If the purpose of the commercial is instead to remind the audience that if they trade in their satellite receiver, that they can get a free HD box, it’s slightly less offensive. I’m aware that commercials can work at different levels, and not all of them are intended to work as a direct sale. As Lavidge and Steiner note, “the ultimate function is to help produce sales. But all advertising is not, should not, and cannot be designed to produce immediate purchases on the part of all who are exposed to it”. They further provide a series of seven steps in advertising which lead towards an eventual sale.

In a sense, I can see how this commercial could provide support to Lavidge and Steiner’s theory, the rhetorical effects used seem insulting to myself. They’re really quite weak in the three elements of Aristotle’s rhetorical modes of persuasion: ethos, logos, and pathos.

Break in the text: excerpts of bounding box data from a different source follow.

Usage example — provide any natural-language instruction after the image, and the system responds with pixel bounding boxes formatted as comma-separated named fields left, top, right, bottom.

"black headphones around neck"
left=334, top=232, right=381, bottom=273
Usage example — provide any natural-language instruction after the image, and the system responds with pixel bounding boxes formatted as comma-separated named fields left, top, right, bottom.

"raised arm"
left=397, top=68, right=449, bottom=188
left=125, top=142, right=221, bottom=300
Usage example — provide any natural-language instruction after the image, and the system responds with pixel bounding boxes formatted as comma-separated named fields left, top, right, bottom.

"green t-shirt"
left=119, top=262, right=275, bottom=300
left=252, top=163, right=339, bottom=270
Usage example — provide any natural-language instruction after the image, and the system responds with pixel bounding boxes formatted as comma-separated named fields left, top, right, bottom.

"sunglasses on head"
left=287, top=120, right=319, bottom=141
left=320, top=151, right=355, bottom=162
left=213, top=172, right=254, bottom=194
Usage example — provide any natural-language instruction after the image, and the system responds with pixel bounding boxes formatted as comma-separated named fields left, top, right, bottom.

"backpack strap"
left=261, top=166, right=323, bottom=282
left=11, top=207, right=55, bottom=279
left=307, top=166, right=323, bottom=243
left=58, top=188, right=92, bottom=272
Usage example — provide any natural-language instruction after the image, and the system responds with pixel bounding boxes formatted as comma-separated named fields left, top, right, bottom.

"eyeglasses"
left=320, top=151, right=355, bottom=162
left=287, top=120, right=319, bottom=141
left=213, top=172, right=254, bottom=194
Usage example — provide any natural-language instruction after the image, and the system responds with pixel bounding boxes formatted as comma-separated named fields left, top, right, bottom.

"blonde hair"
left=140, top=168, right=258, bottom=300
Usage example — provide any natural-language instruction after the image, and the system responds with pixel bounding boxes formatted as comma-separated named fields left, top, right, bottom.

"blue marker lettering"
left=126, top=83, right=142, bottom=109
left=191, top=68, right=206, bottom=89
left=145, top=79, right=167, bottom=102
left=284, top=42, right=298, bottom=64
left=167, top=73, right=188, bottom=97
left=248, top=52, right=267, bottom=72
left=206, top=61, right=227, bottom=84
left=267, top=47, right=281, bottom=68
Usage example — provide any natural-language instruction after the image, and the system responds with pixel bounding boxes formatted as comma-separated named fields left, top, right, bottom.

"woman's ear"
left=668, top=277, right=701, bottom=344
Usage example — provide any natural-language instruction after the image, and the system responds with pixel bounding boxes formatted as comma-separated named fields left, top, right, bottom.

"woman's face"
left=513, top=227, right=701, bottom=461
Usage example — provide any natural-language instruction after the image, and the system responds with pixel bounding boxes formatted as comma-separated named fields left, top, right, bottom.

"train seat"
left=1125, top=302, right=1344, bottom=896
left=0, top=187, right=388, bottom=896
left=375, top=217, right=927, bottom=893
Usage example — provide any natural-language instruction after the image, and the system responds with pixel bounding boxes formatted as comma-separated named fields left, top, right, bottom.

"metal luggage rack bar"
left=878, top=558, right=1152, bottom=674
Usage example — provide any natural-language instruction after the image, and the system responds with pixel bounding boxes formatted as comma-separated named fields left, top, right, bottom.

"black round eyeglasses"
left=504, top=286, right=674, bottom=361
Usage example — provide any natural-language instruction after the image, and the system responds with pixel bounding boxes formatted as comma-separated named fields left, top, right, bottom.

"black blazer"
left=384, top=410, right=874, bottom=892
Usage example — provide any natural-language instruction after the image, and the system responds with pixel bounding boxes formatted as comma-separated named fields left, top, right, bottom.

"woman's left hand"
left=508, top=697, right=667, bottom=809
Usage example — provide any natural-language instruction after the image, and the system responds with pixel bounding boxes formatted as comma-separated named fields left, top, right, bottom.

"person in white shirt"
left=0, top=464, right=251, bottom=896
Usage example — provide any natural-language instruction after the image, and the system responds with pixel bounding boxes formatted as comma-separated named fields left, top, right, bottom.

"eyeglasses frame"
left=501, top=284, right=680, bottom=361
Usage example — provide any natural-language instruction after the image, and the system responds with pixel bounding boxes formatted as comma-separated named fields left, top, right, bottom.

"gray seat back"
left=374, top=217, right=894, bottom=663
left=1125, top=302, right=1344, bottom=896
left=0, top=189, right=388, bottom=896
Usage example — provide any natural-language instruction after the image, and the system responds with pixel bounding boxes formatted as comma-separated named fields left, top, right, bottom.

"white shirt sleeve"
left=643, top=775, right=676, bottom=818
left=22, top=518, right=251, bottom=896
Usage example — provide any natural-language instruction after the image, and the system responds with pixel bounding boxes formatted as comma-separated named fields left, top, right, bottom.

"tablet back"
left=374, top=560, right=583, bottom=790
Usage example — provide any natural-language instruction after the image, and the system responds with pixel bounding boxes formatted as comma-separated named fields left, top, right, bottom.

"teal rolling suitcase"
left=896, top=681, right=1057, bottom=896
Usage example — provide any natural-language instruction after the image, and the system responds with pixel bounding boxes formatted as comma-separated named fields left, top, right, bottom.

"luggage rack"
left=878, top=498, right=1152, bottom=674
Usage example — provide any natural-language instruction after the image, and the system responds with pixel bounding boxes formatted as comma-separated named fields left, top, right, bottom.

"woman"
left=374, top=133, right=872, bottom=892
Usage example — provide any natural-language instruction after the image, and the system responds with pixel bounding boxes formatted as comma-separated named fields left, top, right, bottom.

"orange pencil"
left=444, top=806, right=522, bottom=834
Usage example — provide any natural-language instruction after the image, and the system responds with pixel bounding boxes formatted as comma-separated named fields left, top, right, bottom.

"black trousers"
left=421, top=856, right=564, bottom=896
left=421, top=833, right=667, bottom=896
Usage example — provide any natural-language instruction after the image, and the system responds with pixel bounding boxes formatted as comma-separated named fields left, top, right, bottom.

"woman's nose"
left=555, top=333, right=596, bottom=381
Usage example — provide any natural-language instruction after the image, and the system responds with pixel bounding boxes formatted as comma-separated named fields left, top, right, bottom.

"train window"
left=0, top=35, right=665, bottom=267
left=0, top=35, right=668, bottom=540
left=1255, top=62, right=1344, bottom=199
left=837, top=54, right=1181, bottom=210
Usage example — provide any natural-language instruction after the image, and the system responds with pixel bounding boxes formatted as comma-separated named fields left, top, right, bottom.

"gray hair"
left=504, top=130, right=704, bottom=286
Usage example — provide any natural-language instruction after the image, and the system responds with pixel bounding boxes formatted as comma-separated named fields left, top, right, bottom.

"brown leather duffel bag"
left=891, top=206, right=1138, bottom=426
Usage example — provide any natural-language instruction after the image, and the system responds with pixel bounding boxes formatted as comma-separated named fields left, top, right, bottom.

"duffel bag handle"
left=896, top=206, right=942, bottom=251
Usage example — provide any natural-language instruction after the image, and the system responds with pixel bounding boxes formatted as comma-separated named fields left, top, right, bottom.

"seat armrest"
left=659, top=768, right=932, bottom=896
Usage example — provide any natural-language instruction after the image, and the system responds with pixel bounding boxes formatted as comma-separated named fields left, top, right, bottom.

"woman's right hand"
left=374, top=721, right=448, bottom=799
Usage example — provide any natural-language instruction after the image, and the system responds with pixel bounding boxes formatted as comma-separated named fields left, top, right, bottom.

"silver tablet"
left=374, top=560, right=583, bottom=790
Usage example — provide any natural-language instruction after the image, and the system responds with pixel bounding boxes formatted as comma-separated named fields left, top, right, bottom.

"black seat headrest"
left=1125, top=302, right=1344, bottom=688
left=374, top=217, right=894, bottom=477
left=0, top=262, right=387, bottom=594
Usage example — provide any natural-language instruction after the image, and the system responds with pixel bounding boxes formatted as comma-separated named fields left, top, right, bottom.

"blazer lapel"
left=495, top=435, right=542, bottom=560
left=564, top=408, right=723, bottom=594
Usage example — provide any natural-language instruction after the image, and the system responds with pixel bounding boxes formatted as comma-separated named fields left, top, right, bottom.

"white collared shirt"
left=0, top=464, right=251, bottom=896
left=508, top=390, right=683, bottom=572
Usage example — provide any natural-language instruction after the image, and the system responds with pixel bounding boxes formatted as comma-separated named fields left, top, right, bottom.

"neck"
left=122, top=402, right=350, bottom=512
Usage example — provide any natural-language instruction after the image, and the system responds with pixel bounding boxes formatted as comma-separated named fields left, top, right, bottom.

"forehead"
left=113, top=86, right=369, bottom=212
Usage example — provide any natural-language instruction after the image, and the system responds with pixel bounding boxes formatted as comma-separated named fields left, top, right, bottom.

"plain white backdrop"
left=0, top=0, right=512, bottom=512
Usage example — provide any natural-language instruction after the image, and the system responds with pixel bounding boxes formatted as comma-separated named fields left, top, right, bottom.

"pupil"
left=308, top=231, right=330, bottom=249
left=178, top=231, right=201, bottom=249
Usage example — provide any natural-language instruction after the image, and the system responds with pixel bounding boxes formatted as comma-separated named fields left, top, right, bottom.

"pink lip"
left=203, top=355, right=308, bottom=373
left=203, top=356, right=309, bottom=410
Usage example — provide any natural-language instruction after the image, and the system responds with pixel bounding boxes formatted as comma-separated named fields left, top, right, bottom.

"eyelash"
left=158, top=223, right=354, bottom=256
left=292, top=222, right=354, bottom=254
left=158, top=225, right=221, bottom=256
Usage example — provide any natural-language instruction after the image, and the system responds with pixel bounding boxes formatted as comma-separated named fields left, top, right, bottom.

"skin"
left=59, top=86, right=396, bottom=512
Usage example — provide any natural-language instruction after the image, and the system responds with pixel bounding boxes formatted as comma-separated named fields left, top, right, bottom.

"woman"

In my view, the argument starts with a lack of ethos: As a commercial advertisement, there is a vested interest in the outcome. While there is an attempt to speak from a position of authority (“Roger” from “Rogers Tech Talk”), it really lacks authenticity. The logos, or logic of the argument is admittedly weak. Finally, there is no real sense of an emotional appeal. If anything, I feel negative emotions based on my reception of the arguments.

Adding to the problem, at least for myself, is that this commercial is played on a heavy rotation. It’s not uncommon for it to be played in consecutive commercial breaks, intensifying my sense of outrage.

Is this an effective advertisement? I have now spent time and effort responding to it, although in a negative way. Does this reinforce the intended message?